Building a game and engine from scratch

ยท 3 min read

Building a game from scratch. No Unity, no Unreal, no Godot. Just C, C++, and OpenGL. The project is codenamed Coopla, and the custom engine powering it is called Terra.

Game, engine & libraries

The engine is written in C17 with OpenGL 3.3. No massive framework with a load of stuff we will never need. Just enough to get pixels on screen and a player moving through 3D space.

Engine architecture

Game specific code on top, the engine in the middle handling rendering, input, camera, lighting and audio, and platform libraries at the bottom.

First signs of life

The first milestone was getting the renderer working. A chequered floor and some cubes, each face tinted differently using vertex data (the simplest way to shade geometry without textures).

First render

Different angle

Building the tools

After adding a lightbox and some other basics, I integrated ImGui: an open source C++ GUI library for building in-engine tools. I built a level editor with brush placement, an asset pipeline for importing 3D models (glTF format), and prop placement for dropping objects into the scene.

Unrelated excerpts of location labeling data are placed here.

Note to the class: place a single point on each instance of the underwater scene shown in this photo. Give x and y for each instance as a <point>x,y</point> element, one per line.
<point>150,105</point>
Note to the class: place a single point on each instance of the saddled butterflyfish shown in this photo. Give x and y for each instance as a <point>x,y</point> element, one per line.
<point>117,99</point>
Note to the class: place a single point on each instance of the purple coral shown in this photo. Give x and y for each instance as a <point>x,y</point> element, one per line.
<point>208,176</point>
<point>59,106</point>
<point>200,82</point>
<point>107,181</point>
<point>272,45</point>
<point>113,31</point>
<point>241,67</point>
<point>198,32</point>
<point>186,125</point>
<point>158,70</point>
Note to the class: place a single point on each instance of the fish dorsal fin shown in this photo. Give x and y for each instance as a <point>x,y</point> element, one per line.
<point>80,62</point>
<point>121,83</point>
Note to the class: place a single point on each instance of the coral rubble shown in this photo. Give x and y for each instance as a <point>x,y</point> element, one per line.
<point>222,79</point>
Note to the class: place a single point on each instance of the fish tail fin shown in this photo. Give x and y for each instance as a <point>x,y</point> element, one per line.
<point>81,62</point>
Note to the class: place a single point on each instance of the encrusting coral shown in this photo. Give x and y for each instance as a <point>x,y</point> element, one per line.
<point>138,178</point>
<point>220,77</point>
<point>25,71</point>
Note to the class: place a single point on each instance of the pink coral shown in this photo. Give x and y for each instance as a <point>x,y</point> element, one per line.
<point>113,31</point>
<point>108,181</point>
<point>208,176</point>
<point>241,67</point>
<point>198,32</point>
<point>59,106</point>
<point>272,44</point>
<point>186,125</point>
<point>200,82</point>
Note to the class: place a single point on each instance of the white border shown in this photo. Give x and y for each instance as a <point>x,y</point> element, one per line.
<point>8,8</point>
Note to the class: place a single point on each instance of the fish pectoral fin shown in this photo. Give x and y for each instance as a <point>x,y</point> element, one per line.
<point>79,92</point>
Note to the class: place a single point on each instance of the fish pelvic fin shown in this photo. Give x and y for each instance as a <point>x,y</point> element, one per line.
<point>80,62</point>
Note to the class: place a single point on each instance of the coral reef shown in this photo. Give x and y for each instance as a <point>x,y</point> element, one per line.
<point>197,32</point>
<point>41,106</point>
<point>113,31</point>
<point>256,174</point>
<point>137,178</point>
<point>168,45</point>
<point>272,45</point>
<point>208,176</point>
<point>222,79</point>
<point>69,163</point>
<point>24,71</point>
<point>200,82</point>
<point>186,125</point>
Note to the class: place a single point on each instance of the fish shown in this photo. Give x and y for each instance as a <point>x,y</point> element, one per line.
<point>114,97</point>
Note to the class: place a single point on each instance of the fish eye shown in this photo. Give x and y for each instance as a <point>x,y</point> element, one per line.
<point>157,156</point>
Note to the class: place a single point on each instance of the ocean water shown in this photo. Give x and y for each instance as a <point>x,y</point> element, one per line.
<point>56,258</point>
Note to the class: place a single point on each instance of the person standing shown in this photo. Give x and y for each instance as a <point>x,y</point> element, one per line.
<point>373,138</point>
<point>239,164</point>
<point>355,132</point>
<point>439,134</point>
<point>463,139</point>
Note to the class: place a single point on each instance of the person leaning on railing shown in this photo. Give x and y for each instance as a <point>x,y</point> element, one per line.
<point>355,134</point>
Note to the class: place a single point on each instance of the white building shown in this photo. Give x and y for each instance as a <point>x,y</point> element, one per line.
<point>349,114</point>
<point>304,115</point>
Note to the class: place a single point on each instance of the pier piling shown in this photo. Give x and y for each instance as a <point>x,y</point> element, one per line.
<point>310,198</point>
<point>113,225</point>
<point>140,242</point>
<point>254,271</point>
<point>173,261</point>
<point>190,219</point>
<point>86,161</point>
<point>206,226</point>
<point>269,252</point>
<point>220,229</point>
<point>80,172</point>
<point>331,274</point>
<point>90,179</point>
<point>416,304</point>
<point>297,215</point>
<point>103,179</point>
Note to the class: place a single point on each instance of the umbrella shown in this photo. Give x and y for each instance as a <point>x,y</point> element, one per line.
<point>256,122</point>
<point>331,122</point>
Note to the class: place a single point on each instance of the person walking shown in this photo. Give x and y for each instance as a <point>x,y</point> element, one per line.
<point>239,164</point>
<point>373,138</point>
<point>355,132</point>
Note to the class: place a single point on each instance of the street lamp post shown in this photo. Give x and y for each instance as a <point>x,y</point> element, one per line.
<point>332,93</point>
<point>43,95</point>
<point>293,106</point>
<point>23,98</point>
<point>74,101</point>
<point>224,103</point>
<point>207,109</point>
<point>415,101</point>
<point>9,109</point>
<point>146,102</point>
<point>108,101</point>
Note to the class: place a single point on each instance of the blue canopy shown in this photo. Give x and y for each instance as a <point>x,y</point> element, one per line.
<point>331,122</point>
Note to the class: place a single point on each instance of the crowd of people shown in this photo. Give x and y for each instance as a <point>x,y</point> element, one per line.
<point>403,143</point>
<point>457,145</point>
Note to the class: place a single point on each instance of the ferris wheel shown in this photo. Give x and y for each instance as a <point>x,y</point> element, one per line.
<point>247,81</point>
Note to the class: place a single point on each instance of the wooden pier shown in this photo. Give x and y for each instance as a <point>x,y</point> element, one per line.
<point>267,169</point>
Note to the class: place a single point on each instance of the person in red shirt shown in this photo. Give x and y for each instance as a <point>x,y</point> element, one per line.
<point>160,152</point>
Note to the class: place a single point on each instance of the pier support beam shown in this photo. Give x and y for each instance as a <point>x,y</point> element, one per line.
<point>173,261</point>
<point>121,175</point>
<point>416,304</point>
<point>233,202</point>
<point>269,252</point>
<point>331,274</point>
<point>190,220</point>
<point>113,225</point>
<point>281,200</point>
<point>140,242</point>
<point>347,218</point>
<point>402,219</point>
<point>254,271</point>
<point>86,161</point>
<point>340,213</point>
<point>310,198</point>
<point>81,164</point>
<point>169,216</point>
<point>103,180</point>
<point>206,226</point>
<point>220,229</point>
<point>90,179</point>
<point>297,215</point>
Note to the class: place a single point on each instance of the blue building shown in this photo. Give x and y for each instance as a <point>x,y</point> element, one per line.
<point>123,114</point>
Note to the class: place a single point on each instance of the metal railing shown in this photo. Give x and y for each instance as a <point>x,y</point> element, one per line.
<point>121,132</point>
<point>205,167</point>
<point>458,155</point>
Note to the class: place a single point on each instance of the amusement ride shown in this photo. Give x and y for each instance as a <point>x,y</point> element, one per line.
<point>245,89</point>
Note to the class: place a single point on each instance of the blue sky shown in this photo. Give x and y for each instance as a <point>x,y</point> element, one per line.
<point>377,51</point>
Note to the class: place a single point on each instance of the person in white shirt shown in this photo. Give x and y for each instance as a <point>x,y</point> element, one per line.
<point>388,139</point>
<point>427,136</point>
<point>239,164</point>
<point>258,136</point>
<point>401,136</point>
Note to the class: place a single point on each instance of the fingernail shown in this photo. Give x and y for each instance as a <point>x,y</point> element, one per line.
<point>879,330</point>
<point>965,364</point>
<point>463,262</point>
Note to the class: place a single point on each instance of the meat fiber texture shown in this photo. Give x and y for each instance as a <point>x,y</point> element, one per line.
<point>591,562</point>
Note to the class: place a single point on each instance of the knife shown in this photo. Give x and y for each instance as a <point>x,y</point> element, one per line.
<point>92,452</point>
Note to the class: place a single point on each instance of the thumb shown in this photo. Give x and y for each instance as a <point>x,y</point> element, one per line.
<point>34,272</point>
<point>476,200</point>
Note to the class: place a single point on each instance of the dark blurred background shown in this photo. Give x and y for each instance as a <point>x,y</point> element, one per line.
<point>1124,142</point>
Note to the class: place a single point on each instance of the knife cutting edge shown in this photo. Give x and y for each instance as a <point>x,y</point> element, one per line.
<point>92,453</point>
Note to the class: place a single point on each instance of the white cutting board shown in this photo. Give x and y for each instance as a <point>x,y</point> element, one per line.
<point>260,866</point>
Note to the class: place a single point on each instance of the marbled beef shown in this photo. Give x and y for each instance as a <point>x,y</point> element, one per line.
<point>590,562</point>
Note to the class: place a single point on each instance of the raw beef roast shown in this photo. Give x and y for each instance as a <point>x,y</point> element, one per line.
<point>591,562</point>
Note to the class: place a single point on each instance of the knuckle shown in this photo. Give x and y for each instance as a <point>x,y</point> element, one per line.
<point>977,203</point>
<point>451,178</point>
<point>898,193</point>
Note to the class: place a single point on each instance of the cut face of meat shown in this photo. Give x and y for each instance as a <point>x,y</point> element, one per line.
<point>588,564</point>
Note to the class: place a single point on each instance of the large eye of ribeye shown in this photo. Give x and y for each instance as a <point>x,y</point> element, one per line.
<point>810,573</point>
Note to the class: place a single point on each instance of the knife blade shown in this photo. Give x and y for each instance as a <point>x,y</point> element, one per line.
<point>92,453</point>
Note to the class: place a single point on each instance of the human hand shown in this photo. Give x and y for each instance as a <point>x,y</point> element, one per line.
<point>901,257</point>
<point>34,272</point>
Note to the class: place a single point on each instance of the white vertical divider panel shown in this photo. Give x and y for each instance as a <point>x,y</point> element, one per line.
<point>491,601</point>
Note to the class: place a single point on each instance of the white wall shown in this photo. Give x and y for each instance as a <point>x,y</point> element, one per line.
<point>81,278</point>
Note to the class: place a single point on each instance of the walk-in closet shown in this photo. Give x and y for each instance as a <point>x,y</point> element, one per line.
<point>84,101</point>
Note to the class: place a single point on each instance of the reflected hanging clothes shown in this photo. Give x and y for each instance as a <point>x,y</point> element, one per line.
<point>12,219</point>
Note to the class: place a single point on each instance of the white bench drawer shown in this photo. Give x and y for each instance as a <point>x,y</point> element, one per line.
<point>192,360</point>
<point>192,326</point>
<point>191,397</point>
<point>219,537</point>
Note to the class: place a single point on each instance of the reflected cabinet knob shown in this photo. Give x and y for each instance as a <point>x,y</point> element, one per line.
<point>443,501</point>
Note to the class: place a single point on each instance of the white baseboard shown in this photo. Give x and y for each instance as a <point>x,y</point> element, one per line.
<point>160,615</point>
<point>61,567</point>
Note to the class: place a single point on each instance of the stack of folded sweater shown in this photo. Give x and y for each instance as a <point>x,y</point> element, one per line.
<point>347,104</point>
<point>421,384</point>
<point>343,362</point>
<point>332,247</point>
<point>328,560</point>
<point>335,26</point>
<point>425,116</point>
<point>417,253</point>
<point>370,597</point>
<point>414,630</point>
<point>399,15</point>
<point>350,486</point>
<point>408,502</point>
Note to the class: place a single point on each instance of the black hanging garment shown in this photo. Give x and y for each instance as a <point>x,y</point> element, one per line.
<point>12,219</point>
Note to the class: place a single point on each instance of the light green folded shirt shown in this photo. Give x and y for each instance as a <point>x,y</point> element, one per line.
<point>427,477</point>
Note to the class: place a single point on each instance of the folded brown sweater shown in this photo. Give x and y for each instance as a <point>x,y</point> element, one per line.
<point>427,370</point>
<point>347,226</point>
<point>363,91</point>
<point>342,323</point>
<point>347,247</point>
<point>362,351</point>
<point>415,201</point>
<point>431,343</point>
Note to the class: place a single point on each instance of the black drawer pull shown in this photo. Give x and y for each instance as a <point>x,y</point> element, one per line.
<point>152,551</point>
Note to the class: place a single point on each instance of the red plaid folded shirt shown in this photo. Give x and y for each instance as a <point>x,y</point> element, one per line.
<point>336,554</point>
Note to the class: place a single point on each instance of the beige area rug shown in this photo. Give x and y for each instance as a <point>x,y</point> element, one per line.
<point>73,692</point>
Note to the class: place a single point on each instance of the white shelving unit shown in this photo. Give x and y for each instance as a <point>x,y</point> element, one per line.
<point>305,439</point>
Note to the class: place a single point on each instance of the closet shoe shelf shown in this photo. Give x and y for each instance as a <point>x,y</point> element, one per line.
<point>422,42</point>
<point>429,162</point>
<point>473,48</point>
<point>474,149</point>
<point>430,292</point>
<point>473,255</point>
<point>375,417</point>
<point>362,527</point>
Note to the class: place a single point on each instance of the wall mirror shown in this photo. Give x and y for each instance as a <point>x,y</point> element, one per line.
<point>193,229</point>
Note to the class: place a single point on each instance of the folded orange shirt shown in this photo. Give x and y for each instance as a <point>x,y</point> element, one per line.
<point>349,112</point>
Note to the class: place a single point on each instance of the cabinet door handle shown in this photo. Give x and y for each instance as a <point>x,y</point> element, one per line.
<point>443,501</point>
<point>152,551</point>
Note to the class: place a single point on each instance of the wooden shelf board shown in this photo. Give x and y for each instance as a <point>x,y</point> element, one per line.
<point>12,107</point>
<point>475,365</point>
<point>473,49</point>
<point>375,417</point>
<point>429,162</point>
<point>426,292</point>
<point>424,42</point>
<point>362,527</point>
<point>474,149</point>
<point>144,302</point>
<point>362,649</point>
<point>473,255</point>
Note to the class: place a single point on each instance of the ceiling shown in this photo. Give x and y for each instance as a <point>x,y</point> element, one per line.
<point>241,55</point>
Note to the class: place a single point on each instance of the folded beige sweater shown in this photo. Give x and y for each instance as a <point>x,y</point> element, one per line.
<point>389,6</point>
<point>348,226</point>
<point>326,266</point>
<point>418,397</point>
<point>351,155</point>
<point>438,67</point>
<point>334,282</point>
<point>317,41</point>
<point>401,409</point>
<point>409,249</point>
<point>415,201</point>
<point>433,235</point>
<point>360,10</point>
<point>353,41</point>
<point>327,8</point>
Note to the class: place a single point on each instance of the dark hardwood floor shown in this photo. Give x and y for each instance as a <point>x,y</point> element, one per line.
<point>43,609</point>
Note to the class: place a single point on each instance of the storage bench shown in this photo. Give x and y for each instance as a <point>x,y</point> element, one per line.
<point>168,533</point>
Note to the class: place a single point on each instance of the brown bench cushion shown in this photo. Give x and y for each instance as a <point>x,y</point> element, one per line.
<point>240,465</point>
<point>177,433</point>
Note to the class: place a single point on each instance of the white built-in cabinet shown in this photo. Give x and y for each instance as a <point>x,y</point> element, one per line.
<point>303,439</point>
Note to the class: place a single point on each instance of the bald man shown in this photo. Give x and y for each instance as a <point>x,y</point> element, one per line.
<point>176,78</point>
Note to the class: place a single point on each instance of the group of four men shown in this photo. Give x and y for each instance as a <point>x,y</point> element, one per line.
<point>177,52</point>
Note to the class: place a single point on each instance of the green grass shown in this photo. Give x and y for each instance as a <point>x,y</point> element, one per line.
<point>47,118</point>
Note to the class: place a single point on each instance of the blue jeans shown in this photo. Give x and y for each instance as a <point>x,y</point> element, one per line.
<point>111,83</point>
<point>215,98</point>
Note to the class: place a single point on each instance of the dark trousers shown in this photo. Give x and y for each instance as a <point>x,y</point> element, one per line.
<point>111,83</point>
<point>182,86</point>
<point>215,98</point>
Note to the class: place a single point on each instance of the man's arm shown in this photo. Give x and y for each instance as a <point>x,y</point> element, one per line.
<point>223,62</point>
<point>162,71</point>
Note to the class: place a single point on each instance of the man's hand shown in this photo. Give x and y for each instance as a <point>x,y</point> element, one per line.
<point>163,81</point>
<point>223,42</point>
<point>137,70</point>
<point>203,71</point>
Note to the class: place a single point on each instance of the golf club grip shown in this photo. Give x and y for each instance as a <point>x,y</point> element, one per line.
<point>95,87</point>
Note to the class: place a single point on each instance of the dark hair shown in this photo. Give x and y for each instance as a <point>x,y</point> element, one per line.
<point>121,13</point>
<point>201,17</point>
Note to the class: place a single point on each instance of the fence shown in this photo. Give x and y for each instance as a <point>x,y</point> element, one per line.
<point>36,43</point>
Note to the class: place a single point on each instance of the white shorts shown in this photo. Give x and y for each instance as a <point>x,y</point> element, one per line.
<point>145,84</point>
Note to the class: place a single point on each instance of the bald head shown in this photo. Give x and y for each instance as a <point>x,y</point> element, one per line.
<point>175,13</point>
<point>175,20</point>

Here I’m stacking tower props at different scales to test the prop system.

Small tower

Large tower

Physics & movement

The best way to tune in game movement is to just feel it while playing. Using the ImGui sliders I can easily adjust physics whilst I play until things feel right.

Physics tuning panel with live CVars and performance bar

The movement system is based on Quake’s air acceleration model, which means it supports strafe jumping. It’s a bit rough at this point but you can see it working as the bar at the bottom tracks speed.

Strafe jumping movement demo

Developer console & debug tools

I built a Quake/Source-style developer console that drops down with the tilde key. It’s useful for things like teleport, noclip, god mode, and direct CVar editing, all with tab autocomplete and command history.

Developer console with command list

Here’s everything open at once (performance graphs, game state, log viewer, etc.)

All GUI panels open at once

Nextbot detour

I messed around with nextbots (the AI system from Garry’s Mod). Slowed the movement down, added fog, a torch, some pillars to hide behind, and had a nextbot chasing the player through a dark room.

Dark room with fog, torch, and a nextbot

Zooming out

I started experimenting with procedurally generated rooms and started building a system that pieces together simple room templates and arranges them into a dungeon layout.

Row of procedurally generated rooms from above

Closer look at the generated rooms

Looking at the game from here made me think about controlling the character like an ARPG. This led to an isometric camera, click to move controls, and eventually a completely different game direction.

Current state: ARPG prototype

The game has pivoted to an isometric ARPG, enemies swarm in and abilities fire on cooldowns but most of all at this stage, it’s showcasing the engine’s ability to adapt.